OpenAI positions for international growth
OpenAI announces new offices in 5 locations: NY, Seattle, Paris, Brussels and Singapore. 2 more locations in Europe (they are already in London and Dublin) is interesting given the advanced regulatory frameworks coming out of the EU.
AI & Big Math
Terrence Tao recently gave this talk about the potential of human-AI collaboration in frontier math (Youtube) - in part by transforming the process writing and verifying formal proofs.
Change Leadership Learning Series - Learning Segment #1 :
🗺️ Why Change Leadership is the most important skillset of the 21st century
Welcome to your weekly learning segment on Change Leadership! Today we are starting with an important foundation: The WHY of change leadership.
Need to know why
In my experience helping people learn new skills—whether transitioning to new ones or upgrading old ones—those who understood why it mattered always learned faster and gained more value. People who aren't convinced of the importance and relevance of something will take longer to learn it, and longer to get value from it. So for our first learning segment we want to convey why change leadership is so important.
What you'll learn in this first learning segment:
- Change Leadership is the most important skillset of the 21st century, because the world is accelerating, the stakes are higher, and unintentional or misguided change can have devastating impacts.

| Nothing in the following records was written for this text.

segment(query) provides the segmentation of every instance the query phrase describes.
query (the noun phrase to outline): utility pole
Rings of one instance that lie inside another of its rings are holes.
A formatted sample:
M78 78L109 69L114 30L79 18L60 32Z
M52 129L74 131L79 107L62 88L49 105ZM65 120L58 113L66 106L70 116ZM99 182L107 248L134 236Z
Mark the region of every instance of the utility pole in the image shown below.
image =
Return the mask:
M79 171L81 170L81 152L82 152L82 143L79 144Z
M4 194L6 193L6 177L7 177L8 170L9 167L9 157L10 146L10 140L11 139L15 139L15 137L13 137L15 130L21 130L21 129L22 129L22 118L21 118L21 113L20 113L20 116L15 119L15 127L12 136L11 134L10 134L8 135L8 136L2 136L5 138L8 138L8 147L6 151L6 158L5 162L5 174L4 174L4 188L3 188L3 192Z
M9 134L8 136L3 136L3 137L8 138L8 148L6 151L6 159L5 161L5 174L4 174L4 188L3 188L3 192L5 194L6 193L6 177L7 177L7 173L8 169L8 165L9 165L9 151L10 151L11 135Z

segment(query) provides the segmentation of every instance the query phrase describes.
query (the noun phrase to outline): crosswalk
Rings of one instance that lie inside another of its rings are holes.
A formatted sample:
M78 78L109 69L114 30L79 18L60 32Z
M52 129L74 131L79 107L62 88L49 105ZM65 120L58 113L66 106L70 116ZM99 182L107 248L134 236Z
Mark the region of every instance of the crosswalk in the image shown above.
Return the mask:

- The world needs leaders who are committed to learning how to drive intentional beneficial change in the context of the 21st century. This calls for a blend of expertise (we talk about what that blend is)
- Not all change is good. There are different kinds of change. Much of the change occurring today is unwanted, or bringing unwanted consequences. How does beneficial change happen? (we'll cover that)
- Change leadership skills are critical for driving intentional change on every level - change on a personal level, organizational change, as well as macro / national / global change.